Off the Viaduct and back on the streets, we made one last turn for home. The road to the finish is in front of Qwest Field, and it was jammed with folks cheering us on to the finish. I still had something in the tank, so I picked it up for the sprint to the finish line.
I crossed in 1:50:35, cutting five minutes off my previous best. It was one of the more enjoyable races I have run, one of the few where I really felt in control, but pushing myself just enough. I probably could have gone a little faster, simply because I didn't feel completely smoked at the end, but the half marathon felt about perfect.

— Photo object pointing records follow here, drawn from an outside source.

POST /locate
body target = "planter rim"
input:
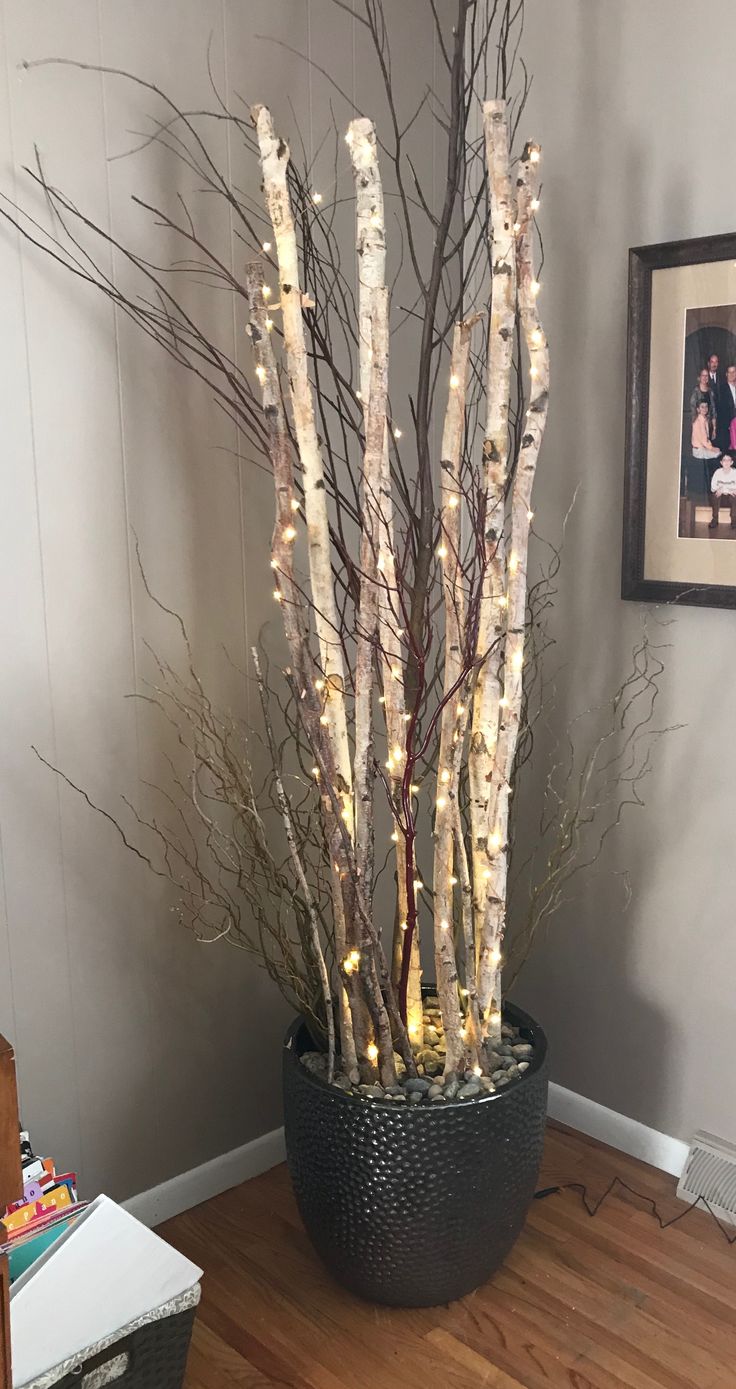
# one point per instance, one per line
(511, 1011)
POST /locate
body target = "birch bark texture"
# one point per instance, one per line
(483, 527)
(274, 164)
(371, 257)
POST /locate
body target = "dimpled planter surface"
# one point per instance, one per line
(414, 1206)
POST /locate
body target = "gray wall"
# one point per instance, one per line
(140, 1053)
(136, 1046)
(639, 1004)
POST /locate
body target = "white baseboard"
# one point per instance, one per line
(617, 1129)
(189, 1189)
(182, 1192)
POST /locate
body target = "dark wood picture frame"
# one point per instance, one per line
(643, 261)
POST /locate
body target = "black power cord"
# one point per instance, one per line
(593, 1207)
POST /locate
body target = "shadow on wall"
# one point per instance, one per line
(608, 1039)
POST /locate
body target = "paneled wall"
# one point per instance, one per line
(140, 1052)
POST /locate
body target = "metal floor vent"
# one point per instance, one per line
(710, 1171)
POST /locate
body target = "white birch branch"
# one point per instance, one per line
(521, 520)
(492, 617)
(371, 250)
(296, 624)
(274, 164)
(461, 1041)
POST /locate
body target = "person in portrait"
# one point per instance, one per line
(701, 447)
(724, 489)
(704, 393)
(726, 410)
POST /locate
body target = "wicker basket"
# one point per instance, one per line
(146, 1354)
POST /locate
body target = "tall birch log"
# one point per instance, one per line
(463, 1042)
(365, 643)
(371, 250)
(296, 622)
(274, 163)
(492, 616)
(521, 518)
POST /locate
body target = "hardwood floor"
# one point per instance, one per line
(582, 1303)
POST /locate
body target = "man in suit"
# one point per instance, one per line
(726, 409)
(717, 384)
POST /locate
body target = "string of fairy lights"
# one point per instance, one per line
(397, 754)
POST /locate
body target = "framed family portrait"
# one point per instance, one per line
(679, 507)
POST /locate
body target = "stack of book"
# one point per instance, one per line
(45, 1211)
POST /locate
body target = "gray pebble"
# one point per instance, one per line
(315, 1063)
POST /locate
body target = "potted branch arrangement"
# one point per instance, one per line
(417, 1102)
(414, 1113)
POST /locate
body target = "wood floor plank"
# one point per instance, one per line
(610, 1302)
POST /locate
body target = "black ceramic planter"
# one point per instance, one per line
(415, 1206)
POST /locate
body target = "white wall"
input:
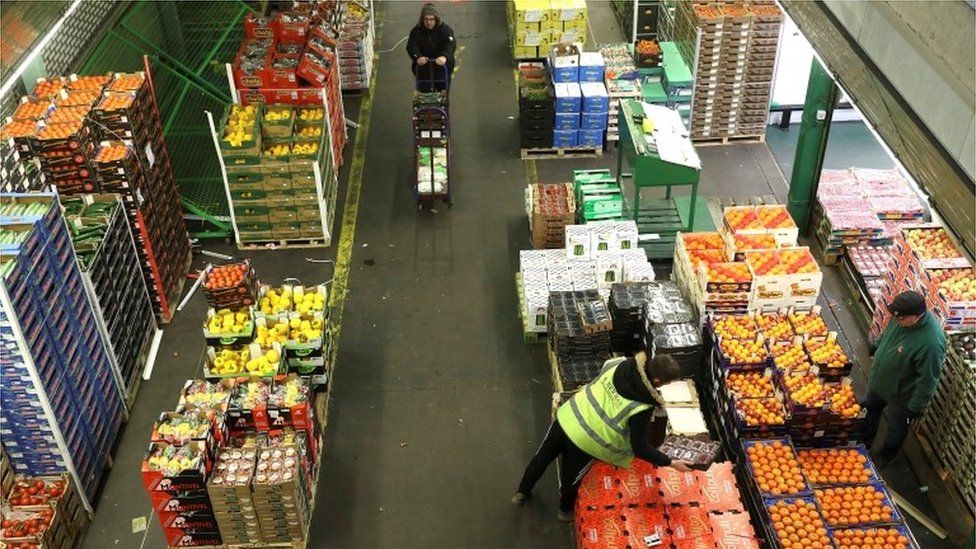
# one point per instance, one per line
(795, 55)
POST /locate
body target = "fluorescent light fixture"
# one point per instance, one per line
(25, 62)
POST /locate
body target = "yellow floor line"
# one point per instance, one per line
(347, 232)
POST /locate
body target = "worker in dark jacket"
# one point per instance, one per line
(906, 369)
(612, 419)
(431, 45)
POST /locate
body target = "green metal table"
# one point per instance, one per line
(663, 159)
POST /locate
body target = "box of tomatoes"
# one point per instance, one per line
(230, 286)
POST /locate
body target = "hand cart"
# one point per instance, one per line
(432, 136)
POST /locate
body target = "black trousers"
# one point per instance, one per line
(575, 464)
(897, 424)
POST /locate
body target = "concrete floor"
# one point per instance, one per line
(437, 403)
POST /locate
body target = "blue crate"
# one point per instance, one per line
(567, 121)
(564, 139)
(859, 448)
(901, 528)
(593, 121)
(748, 443)
(896, 517)
(568, 98)
(590, 138)
(595, 97)
(591, 73)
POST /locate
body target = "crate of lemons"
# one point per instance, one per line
(229, 326)
(297, 318)
(240, 135)
(247, 360)
(277, 121)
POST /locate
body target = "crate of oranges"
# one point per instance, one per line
(890, 537)
(865, 505)
(775, 326)
(837, 466)
(732, 327)
(753, 416)
(725, 277)
(827, 355)
(736, 245)
(773, 466)
(808, 323)
(796, 522)
(743, 354)
(789, 356)
(230, 286)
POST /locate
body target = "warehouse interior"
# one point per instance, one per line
(437, 396)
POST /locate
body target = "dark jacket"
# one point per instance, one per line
(432, 43)
(908, 363)
(644, 439)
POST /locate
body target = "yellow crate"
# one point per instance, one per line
(521, 26)
(578, 25)
(531, 11)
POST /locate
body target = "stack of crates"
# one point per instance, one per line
(280, 179)
(60, 407)
(535, 25)
(951, 417)
(598, 195)
(582, 102)
(733, 46)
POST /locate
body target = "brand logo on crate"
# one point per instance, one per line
(251, 81)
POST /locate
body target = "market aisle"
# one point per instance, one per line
(437, 402)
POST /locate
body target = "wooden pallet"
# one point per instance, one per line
(562, 152)
(527, 335)
(729, 140)
(297, 243)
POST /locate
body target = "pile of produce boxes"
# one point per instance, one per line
(18, 174)
(753, 263)
(926, 260)
(734, 46)
(235, 463)
(109, 263)
(950, 421)
(356, 37)
(293, 59)
(826, 497)
(621, 80)
(279, 173)
(596, 256)
(598, 195)
(863, 207)
(264, 331)
(44, 511)
(551, 208)
(777, 373)
(535, 25)
(619, 507)
(103, 134)
(537, 108)
(582, 103)
(61, 403)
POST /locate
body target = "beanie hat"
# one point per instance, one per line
(429, 9)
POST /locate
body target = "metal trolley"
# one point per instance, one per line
(432, 136)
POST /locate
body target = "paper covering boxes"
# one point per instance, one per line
(596, 256)
(582, 102)
(535, 25)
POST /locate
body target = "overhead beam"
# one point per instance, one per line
(913, 144)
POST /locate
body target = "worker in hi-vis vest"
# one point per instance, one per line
(611, 419)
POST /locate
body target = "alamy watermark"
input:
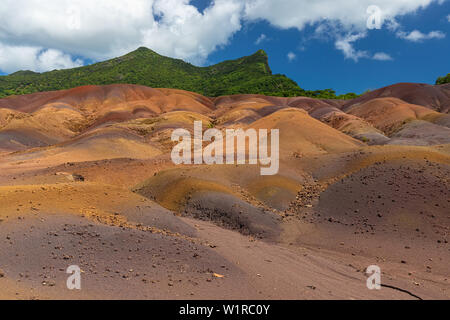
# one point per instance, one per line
(374, 279)
(237, 151)
(375, 20)
(74, 280)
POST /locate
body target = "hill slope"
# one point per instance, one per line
(250, 74)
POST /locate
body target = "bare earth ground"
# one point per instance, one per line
(86, 179)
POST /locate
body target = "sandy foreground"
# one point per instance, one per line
(86, 179)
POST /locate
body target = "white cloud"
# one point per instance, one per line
(102, 29)
(382, 56)
(261, 39)
(350, 14)
(345, 44)
(13, 58)
(417, 36)
(291, 56)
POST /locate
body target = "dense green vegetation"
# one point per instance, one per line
(250, 74)
(443, 80)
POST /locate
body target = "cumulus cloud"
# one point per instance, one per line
(261, 39)
(291, 56)
(13, 58)
(104, 29)
(46, 34)
(417, 36)
(382, 56)
(345, 44)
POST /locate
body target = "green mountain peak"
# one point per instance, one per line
(246, 75)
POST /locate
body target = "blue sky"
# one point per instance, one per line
(327, 41)
(319, 65)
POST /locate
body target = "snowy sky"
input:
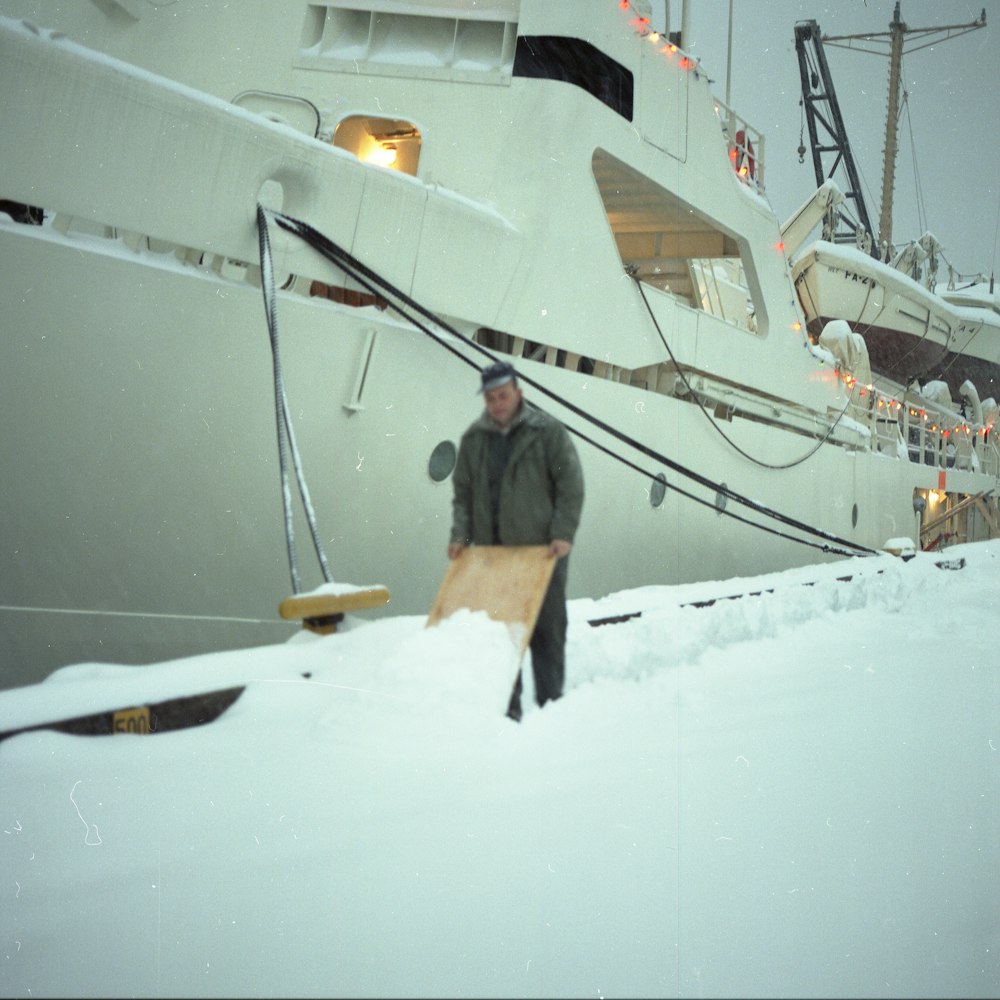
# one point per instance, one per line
(792, 794)
(954, 98)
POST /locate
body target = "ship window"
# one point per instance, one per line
(442, 461)
(669, 245)
(571, 60)
(392, 143)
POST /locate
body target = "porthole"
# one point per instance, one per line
(658, 490)
(442, 461)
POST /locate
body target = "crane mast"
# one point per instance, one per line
(831, 149)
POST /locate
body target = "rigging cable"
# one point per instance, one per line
(725, 437)
(286, 434)
(369, 279)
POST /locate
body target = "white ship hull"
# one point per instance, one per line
(912, 333)
(142, 516)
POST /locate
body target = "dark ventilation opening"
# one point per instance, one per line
(571, 60)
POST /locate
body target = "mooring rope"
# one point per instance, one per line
(286, 433)
(393, 296)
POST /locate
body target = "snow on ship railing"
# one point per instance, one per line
(913, 427)
(745, 145)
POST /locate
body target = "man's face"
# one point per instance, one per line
(502, 403)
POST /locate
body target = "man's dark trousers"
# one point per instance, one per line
(548, 643)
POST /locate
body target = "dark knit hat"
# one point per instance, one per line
(497, 374)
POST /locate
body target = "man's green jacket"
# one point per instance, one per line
(541, 492)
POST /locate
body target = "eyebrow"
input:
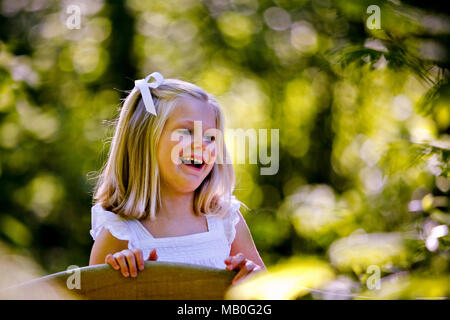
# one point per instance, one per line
(191, 122)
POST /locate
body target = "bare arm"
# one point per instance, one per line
(105, 244)
(243, 243)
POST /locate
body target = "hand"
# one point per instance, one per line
(245, 266)
(128, 261)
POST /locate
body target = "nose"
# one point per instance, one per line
(204, 151)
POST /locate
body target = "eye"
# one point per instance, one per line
(186, 132)
(210, 138)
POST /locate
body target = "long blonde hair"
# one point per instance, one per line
(129, 182)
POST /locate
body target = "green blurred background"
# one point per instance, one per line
(363, 115)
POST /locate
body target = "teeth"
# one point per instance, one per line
(186, 160)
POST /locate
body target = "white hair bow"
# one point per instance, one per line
(144, 87)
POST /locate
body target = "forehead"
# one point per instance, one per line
(191, 109)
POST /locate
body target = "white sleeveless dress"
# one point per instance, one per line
(209, 248)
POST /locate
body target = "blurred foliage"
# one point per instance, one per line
(363, 115)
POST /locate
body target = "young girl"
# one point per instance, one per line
(154, 201)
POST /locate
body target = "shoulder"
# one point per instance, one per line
(102, 219)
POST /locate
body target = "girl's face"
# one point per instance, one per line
(183, 169)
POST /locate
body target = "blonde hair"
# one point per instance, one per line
(129, 182)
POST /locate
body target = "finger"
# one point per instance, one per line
(112, 261)
(131, 262)
(244, 272)
(139, 258)
(120, 258)
(153, 256)
(236, 261)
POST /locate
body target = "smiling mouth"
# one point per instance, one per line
(192, 163)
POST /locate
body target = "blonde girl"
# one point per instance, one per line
(156, 201)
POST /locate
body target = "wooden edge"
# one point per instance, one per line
(158, 280)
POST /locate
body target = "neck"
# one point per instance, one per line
(175, 204)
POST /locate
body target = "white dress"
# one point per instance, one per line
(209, 248)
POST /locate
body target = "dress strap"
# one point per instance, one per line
(211, 221)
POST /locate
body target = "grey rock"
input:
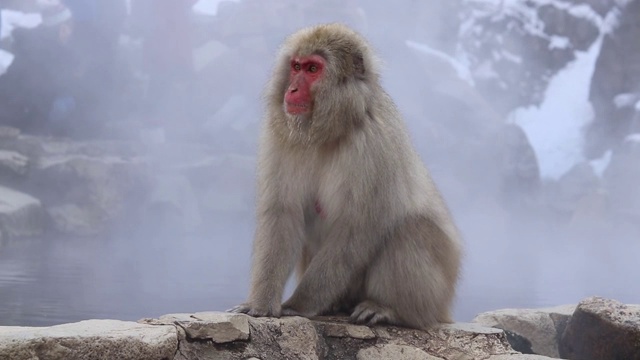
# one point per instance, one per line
(602, 329)
(540, 327)
(91, 339)
(397, 352)
(12, 162)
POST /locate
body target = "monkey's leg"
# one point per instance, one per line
(337, 267)
(412, 281)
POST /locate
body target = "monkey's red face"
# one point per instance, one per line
(304, 72)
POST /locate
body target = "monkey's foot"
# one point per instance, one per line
(250, 310)
(370, 313)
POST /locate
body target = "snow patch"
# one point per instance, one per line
(555, 127)
(601, 164)
(559, 42)
(626, 100)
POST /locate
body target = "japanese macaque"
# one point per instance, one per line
(342, 193)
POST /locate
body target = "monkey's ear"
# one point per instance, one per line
(358, 65)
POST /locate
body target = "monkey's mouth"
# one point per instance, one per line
(297, 109)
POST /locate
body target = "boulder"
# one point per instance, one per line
(216, 335)
(602, 329)
(532, 331)
(91, 339)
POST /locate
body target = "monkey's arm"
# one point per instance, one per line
(344, 257)
(277, 246)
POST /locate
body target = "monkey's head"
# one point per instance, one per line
(322, 84)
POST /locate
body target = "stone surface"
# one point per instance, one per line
(215, 326)
(519, 357)
(20, 214)
(541, 328)
(217, 335)
(326, 338)
(397, 352)
(91, 339)
(346, 330)
(602, 329)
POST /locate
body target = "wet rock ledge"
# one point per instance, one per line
(216, 335)
(597, 329)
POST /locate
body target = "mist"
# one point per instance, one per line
(147, 195)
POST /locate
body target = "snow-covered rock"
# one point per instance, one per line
(91, 339)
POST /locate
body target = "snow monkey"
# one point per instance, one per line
(342, 193)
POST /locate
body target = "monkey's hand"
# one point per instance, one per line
(257, 311)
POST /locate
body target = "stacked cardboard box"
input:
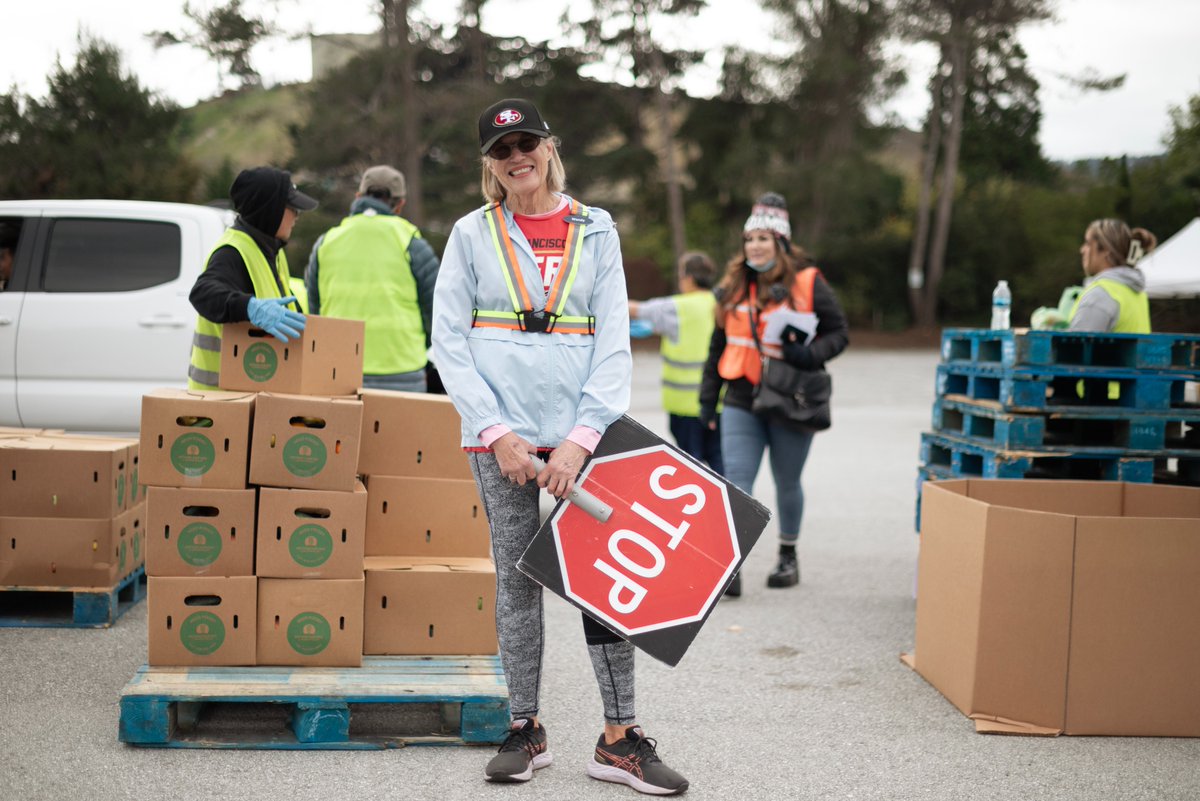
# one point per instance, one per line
(256, 511)
(430, 580)
(72, 510)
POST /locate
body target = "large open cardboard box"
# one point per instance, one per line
(325, 360)
(425, 517)
(306, 441)
(311, 533)
(316, 622)
(412, 434)
(192, 438)
(199, 531)
(53, 475)
(1062, 607)
(424, 604)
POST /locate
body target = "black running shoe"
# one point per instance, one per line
(786, 573)
(522, 753)
(634, 760)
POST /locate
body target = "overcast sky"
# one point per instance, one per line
(1152, 41)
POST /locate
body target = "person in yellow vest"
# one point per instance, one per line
(771, 277)
(685, 323)
(246, 273)
(375, 266)
(1114, 296)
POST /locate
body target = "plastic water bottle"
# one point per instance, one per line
(1001, 306)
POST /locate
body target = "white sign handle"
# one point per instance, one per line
(587, 503)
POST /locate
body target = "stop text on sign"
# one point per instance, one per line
(664, 555)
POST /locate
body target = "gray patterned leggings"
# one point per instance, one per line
(520, 625)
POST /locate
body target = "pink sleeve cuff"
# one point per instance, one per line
(586, 438)
(493, 433)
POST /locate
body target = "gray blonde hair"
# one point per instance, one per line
(556, 175)
(1119, 242)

I had no reason to expect a PR, especially with the way I have been endulging and not sleeping this week. I am sure I have the pacer to thank for giving me a smooth start to launch off from. I can definitely see using a pace team again in the future.
And starting tomorrow, I start to take things more seriously. It feels great to have a good race when you aren't expecting it, but it also makes me excited to show up on race day prepared to do my best. I am training for the Long Beach Marathon in October, and have hopes of participating in a Half Ironman next spring. This will take not only more specific training, but also taking better care of myself away from training. I am definitely due for a detox.